Search code examples
c#sqlazureazure-storageu-sql

U-SQL random sample of rows


I hope you all can help me.

What I'm trying to do

I'm trying to take a random sample from a large Azure database so that I can run the files locally before deploying on Azure cloud. The steps are to first create a pseudorandom number, then just take the first X rows or first X% of rows.

What I've tried

I've read several posts including stack overflow SQL, stack overflow SQL 2, SQL select, and USQL Order By Fetch, but still have not figured the syntax out.

Code:

//ATTEMPT 1
SELECT * FROM @searchlog
FETCH FIRST 3 ROWS ONLY;
//ATTEMPT 2
@outsearchlog =
    SELECT *
    FROM @searchlog
    ORDER BY NEWID() DESC FETCH 10;
//ATTEMPT 3
@outsearchlog =
    SELECT *,
           NEWID() AS newid
    FROM @searchlog;
//ATTEMPT 4
@outsearchlog =
    SELECT *,
           newid() AS newid
    FROM @searchlog;
//ATTEMPT 5
@outsearchlog =
    SELECT *,
           newid() AS newidwoot           
    FROM @searchlog;
//ATTEMPT 6
@outsearchlog =
    SELECT *,
           Random() AS newidwoot           
    FROM @searchlog;

Solution

  • U-SQL has a SAMPLE operator so just add it to the bottom of your statement. For example, this code generates a 10% uniform sample:

    @outsearchlog =
        SELECT *          
        FROM @searchlog
        SAMPLE UNIFORM (0.1);
    

    Sample is documented here. You do not need an additional row number if you use this approach. If you do feel you need a row number then use ROW_NUMBER().

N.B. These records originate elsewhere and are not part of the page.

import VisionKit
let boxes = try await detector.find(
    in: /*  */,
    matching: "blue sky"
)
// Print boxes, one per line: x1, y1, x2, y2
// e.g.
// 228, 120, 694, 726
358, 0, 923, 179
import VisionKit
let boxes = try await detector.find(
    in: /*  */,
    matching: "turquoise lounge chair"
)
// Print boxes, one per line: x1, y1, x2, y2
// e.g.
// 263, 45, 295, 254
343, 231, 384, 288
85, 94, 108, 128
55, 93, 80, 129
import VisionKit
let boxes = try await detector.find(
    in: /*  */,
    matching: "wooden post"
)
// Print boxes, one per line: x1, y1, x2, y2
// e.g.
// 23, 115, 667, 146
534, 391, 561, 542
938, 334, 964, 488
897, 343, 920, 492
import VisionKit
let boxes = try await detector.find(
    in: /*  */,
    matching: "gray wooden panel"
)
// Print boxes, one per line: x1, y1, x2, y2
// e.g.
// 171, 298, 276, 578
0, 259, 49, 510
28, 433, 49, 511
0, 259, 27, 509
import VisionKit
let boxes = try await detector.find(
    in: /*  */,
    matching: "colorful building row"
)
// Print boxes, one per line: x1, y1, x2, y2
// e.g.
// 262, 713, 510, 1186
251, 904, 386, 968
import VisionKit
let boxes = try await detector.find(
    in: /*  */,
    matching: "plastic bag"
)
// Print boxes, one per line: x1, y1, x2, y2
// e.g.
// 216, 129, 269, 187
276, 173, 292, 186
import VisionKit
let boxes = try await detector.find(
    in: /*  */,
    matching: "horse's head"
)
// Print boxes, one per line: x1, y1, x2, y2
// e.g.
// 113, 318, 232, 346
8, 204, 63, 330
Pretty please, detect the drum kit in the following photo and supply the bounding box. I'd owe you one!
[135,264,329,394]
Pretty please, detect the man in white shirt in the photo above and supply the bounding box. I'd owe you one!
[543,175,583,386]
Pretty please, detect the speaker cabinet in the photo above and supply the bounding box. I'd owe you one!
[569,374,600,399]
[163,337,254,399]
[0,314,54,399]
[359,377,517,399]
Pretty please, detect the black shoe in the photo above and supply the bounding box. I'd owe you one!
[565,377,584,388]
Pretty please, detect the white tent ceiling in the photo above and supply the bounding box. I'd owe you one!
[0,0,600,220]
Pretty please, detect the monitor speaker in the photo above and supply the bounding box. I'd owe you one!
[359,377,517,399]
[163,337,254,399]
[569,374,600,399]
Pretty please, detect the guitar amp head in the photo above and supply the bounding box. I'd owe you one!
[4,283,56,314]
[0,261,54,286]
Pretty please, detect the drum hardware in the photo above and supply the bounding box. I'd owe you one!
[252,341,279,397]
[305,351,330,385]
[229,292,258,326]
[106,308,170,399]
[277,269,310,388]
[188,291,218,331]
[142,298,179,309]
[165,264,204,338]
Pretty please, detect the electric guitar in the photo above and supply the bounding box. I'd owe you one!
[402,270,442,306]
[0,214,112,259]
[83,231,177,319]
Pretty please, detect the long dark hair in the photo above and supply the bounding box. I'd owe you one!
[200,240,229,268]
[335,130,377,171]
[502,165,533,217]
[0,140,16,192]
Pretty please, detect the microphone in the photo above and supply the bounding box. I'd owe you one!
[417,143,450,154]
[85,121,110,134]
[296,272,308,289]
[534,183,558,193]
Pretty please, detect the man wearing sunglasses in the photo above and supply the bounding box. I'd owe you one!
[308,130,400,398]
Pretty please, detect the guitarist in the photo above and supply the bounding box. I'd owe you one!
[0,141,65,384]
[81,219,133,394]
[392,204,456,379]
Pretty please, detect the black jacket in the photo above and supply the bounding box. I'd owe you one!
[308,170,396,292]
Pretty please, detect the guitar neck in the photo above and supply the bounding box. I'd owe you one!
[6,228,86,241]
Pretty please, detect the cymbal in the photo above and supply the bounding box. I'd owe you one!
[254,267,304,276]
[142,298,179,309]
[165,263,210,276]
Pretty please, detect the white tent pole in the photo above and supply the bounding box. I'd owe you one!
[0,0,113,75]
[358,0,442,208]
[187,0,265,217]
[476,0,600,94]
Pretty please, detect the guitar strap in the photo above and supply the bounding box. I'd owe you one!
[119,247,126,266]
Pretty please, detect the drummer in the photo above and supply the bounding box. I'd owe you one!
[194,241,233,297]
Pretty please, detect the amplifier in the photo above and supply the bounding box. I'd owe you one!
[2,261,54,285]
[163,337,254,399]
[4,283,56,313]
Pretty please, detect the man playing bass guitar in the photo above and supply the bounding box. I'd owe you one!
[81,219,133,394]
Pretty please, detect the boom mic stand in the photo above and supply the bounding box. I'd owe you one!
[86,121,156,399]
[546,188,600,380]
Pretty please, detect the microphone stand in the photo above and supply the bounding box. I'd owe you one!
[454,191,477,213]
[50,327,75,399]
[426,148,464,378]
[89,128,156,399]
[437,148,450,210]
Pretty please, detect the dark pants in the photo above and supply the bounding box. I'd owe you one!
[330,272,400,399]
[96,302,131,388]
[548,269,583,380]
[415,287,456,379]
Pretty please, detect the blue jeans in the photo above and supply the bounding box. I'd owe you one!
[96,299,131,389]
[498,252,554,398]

    I would question the use of U-SQL in the year 2021, particularly for new projects. ADLS Gen 1 has been deprecated (retiring Feb 2024) and as you know, U-SQL is not compatible with ADLS Gen 2. So you should endeavour to convert your projects to use Azure Databricks or Azure Synapse Analytics or other suitable platform as soon as possible.

    U-SQL retired

    https://learn.microsoft.com/en-us/azure/data-lake-store/data-lake-store-overview

    If you do consider switching to Azure SQL DB or Azure Synapse Analytics then that supports the TABLESAMPLE command for similar effect:

    SELECT *
    FROM yourTable
    TABLESAMPLE( 10 PERCENT );